Des artistes, nos journalistes... partagent une sidération artistique, une épiphanie culturelle, une révélation qui les a marqués, touchés au cœur.

Voici la contribution de Louma Salamé, directrice générale de la villa Empain, écrin aux activités culturelles de la fondation Boghossian.

Remontons le temps ensemble. Nous sommes en 2007, au MUDAM, à Luxembourg. Hier encore, j’avais vingt ans et la fierté d’avoir enfin un premier travail dans un musée.

Jamais je n’avais rencontré de personnalité aussi singulière et attachante que Marie-Claude Beaud. Après quinze années à naviguer dans des musées, je n’ai jamais retrouvé de directeur aussi charismatique, flamboyant et truculent. Marie-Claude m’a introduite auprès d’artistes de tout continent, souvent les plus admirables de tous, mes premiers amours. Rare personnalité du monde de l’art à éviter inlassablement le conformisme, elle ne suivait aucune mode et c’est ainsi qu’elle m’a présenté Pascal Convert, dans le cadre d’une exposition solo que lui consacrait le musée.

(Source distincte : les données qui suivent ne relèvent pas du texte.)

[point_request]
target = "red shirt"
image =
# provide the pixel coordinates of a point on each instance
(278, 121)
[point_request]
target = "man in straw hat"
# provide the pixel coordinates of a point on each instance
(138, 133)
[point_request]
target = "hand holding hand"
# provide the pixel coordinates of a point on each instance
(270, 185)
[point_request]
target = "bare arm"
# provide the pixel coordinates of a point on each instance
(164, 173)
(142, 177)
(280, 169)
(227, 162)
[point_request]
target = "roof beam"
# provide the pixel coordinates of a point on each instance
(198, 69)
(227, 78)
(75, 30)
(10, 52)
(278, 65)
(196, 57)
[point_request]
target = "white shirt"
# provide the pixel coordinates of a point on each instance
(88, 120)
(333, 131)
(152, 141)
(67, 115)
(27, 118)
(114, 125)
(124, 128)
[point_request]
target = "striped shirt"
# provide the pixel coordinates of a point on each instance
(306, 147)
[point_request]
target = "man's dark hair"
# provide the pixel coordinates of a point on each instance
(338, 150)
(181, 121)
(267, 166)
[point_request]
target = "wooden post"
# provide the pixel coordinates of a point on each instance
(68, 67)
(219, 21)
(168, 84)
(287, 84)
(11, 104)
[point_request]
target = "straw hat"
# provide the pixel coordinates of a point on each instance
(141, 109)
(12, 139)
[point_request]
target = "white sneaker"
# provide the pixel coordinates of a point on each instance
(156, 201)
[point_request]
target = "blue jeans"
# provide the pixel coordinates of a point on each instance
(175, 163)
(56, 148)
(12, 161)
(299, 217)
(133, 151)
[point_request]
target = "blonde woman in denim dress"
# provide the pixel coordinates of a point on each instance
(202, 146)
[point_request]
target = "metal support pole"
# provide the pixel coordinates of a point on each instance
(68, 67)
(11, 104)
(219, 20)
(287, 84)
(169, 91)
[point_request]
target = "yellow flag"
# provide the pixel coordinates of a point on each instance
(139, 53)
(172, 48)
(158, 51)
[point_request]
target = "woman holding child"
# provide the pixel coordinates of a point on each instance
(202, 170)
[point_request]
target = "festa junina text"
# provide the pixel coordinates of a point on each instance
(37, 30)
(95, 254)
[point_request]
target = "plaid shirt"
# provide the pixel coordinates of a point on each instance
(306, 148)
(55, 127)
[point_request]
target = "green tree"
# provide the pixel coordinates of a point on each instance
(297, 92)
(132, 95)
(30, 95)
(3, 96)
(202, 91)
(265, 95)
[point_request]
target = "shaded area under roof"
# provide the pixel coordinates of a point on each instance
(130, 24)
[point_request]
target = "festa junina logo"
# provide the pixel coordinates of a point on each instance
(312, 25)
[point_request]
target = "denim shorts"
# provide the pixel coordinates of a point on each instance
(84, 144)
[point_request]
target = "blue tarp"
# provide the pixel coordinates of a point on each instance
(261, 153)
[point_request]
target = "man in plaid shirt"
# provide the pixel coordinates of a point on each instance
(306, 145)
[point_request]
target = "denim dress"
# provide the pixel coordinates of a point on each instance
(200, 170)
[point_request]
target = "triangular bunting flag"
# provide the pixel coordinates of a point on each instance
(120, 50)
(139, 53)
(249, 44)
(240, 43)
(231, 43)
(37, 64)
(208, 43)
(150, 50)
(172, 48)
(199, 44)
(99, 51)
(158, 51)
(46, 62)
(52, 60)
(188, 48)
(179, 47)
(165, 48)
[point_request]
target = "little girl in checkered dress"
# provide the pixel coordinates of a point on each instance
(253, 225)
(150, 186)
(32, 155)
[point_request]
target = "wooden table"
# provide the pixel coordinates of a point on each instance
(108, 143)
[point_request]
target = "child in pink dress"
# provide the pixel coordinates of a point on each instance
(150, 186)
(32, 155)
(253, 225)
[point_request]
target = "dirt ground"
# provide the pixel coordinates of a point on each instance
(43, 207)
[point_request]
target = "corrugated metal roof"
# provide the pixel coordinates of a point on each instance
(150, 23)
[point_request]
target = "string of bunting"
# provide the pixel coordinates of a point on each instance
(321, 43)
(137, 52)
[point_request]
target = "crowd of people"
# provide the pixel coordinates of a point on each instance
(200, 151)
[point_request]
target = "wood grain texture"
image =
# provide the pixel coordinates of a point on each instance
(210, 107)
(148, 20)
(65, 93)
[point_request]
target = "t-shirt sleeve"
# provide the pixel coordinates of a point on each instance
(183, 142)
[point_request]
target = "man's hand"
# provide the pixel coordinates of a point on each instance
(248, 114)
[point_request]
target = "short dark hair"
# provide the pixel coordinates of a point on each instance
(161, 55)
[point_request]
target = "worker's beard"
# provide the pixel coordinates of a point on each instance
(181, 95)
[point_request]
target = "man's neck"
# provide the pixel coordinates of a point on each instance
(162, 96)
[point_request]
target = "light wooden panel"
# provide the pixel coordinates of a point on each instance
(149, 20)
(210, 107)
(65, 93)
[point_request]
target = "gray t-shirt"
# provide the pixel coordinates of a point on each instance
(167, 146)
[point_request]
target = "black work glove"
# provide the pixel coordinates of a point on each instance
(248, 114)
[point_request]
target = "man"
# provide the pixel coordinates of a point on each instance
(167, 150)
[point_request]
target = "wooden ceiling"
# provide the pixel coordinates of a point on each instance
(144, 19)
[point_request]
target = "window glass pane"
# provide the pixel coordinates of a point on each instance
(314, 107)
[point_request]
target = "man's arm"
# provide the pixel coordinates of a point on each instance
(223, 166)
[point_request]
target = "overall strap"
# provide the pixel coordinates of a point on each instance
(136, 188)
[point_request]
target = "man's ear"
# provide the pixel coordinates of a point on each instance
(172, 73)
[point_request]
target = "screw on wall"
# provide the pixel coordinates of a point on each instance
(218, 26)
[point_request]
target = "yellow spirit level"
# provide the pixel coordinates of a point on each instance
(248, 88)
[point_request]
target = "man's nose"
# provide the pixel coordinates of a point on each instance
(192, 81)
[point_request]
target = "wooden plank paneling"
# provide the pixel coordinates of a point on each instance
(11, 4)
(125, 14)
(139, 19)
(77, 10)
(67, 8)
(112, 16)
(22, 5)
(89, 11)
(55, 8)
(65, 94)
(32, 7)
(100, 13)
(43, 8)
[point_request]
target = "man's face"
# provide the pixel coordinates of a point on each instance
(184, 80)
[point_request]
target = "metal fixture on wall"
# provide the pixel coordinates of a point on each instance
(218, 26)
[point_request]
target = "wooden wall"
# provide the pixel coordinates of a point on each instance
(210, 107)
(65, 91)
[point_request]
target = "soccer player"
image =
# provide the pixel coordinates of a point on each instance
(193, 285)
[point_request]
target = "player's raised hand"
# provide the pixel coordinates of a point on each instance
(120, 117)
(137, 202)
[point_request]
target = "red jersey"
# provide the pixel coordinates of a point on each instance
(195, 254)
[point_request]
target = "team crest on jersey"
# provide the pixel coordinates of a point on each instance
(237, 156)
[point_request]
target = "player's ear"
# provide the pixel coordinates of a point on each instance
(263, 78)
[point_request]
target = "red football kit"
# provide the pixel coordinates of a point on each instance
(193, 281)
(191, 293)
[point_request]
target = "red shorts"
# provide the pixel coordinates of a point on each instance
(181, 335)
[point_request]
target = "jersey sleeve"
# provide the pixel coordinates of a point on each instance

Initiée à la théorie des humeurs d’Hippocrate, qui distingue quatre tempéraments pour les hommes, je recherchais depuis toujours dans les œuvres d’art, musique, littérature, peinture, cinéma… l’expression ou l’exaltation de la mélancolie. Ce sentiment, si particulier et ambivalent, parvient à mêler volupté et jouissance en même temps que douleur et tristesse. Étudiante à l’École des Beaux-arts de Paris, les œuvres qui exploraient la représentation de la solitude, de l’absence, de la ruine, et du temps qui passe m’avaient toujours semblé incontournables.

Les œuvres de Pascal Convert exposées au MUDAM étaient trois sculptures monumentales composées de cire et de cuivre, de plus de deux mètres de hauteur, réalisées à partir de photographies de reporters de guerre, en Palestine, en Algérie et au Kosovo. Ces moments de l’actualité tragique étaient sublimés par la taille, la texture, la couleur - et la radicalité des sculptures. L’une des trois représentait la célèbre photographie de la Pietà du Kosovo de Georges Merillon, qui obtint le prix World Press en 1991. La contemplation de cette pietà de cire me plongeait inévitablement dans un état de fascination presque impossible à décrire, me rendant inconsolable, hantée par les problèmes existentiels.

Le travail de Pascal Convert investit l’archéologie de l’histoire, du corps, du temps. Son œuvre renvoie constamment à la question du sacré et du temps : relevés de sites disparus, empreintes d’objets familiers, vitrifications d’espaces de vie. Les thèmes de l’oubli et de la mémoire se cristallisent dans des matières fragiles, à l’image de nos émotions.